One thing that did puzzle me was that I had been led to believe at school and have been reminded many times since, that the Black Death, as it has been called since Victorian times, was caused by Bubonic Plague and spread by rats carrying fleas. This clearly did not fit with Defoe's account and he specifically rubbishes the notion that the 1666 Great Fire of London put pay to the disease. Bubonic plague does not fit well either with the experience at Eyam. So I did a little research and found an article in the New Scientist reviewing the idea in the light of a book by Scott and Duncan that challenges that common knowledge. New Scientist found that many "experts" continued in their intransigent belief and did not trouble to read the book (Biology of Plagues" I mean, not "A Journal of the Plague Year", although I suspect the lessons of them both are identical).

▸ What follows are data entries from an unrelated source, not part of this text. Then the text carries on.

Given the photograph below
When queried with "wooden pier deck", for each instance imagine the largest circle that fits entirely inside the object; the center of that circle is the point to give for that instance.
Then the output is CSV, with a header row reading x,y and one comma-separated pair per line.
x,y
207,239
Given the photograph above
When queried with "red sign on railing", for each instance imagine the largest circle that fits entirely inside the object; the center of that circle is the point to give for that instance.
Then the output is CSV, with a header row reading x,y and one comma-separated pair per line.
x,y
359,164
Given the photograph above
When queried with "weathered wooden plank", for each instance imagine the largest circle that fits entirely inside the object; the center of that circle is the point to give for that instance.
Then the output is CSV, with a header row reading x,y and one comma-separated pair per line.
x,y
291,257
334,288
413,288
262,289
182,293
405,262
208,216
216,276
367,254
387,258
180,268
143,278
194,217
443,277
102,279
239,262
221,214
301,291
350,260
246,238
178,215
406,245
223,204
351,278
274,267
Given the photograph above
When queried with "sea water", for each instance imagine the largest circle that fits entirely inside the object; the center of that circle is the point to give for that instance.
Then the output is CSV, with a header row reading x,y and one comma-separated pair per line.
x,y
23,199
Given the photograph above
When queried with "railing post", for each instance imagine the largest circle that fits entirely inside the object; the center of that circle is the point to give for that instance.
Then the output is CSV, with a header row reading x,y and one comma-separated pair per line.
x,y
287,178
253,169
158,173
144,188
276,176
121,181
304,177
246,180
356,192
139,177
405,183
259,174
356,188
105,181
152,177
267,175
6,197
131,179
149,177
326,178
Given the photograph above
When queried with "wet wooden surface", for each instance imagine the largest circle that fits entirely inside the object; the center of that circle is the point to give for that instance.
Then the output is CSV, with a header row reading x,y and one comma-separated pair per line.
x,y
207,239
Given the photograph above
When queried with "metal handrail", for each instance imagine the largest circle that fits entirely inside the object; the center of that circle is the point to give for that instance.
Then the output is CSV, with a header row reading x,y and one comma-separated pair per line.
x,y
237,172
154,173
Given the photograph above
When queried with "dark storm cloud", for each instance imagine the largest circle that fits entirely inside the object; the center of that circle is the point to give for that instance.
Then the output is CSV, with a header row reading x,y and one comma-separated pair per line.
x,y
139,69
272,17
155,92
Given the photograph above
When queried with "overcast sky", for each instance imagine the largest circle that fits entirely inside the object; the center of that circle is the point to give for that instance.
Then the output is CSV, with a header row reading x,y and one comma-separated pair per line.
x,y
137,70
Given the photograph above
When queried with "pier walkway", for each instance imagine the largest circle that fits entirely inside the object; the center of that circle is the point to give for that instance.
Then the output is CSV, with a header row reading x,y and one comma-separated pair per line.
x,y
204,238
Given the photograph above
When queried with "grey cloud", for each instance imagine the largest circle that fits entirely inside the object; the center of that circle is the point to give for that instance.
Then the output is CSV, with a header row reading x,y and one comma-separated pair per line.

This was back in 2001. I suspect the un-critical acceptance of the Bubonic plague theory continues apace with a common reliance on Wikipedia which remains assertive on the bubonic plague theory (don't get me wrong I'm an advocate and subscriber to Wikipedia).

It would seem to me that anyone reading Defoe's book would be hard pressed to believe other than that the black death was spread by human contagion and that it was in fact viral. The lessons were there for all of us to learn, might be too late now but a worthwhile read never the less.